EMEA News
Political Groups Argue for Shipping to Be Included in Paris Climate Deal
The majority of the political groups represented on European Parliament's environment committee are urging European leaders to include international shipping and aviation in the global climate deal scheduled to be signed in Paris in December, environmental group Transport & Environment (T&E) announced this week.
Environment ministers from all 28 members of the European Union (EU) are scheduled to meet later this month to finalise the EU's official position going into the Paris deal.
According to the organisation, seven out of eight groups on the environment committee have written letters to EU heads of state, arguing that "to promote increased climate ambition from ICAO (International Civil Aviation Organization) and IMO (International Maritime Organization) like all the other sectors of the global economy, aviation and international shipping require an emissions reduction target."
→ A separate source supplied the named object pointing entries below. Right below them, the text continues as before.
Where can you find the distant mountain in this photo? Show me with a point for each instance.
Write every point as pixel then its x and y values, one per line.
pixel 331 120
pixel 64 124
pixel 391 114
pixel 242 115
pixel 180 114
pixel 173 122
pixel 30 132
"There is no reasonable excuse to continue exempting these two economy sectors from the global policy framework," the groups said.
T&E said that together, the two sectors account for 8 percent of the "global climate change problem," with shipping emissions expected to grow between 50-250 percent by 2050.
"It's simply fair to demand from two economic sectors with emissions the size of Germany and South Korea to reduce CO2 emissions in line with keeping the global temperature increase below 2 degrees celsius," said Sotiris Raptis, clean shipping officer at T&E.
"The IMO and ICAO have been procrastinating so far."
The organisation has long called for a global emissions target for shipping, having commented earlier this year that only hard targets will be effective in dealing with global emissions.